At his request, she related the most important circumstances, that had occurred to her, since she left France, and emotions of pity and indignation alternately prevailed in his mind, when he heard how much she had suffered from the villany of Montoni. More than once, when she was speaking of his conduct, of which the guilt was rather softened, than exaggerated, by her representation, he started from his seat, and walked away, apparently overcome as much by self accusation as by resentment. Her sufferings alone were mentioned in the few words, which he could address to her, and he listened not to the account, which she was careful to give as distinctly as possible, of the present loss of Madame Montoni’s estates, and of the little reason there was to expect their restoration. At length, Valancourt remained lost in thought, and then some secret cause seemed to overcome him with anguish. Again he abruptly left her. When he returned, she perceived, that he had been weeping, and tenderly begged, that he would compose himself. ‘My sufferings are all passed now,’ said she, ‘for I have escaped from the tyranny of Montoni, and I see you well—let me also see you happy.’

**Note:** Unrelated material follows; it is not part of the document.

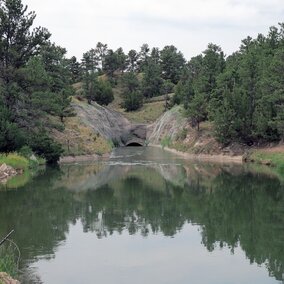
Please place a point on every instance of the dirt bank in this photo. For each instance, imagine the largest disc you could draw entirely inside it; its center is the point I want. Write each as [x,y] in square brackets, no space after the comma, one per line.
[219,158]
[83,158]
[6,172]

Valancourt was more agitated, than before. ‘I am unworthy of you, Emily,’ said he, ‘I am unworthy of you;’—words, by his manner of uttering which Emily was then more shocked than by their import. She fixed on him a mournful and enquiring eye. ‘Do not look thus on me,’ said he, turning away and pressing her hand; ‘I cannot bear those looks.’

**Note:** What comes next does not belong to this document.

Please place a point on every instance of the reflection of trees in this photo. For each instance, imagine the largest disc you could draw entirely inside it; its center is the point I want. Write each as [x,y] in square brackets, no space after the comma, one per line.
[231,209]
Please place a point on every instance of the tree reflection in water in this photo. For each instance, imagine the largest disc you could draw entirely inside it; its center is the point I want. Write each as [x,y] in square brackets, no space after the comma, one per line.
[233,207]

‘I would ask,’ said Emily, in a gentle, but agitated voice, ‘the meaning of your words; but I perceive, that the question would distress you now. Let us talk on other subjects. To-morrow, perhaps, you may be more composed. Observe those moon light woods, and the towers, which appear obscurely in the perspective. You used to be a great admirer of landscape, and I have heard you say, that the faculty of deriving consolation, under misfortune, from the sublime prospects, which neither oppression, or poverty with-hold from us, was the peculiar blessing of the innocent.’ Valancourt was deeply affected. ‘Yes,’ replied he, ‘I had once a taste for innocent and elegant delights—I had once an uncorrupted heart.’ Then, checking himself, he added, ‘Do you remember our journey together in the Pyrenees?’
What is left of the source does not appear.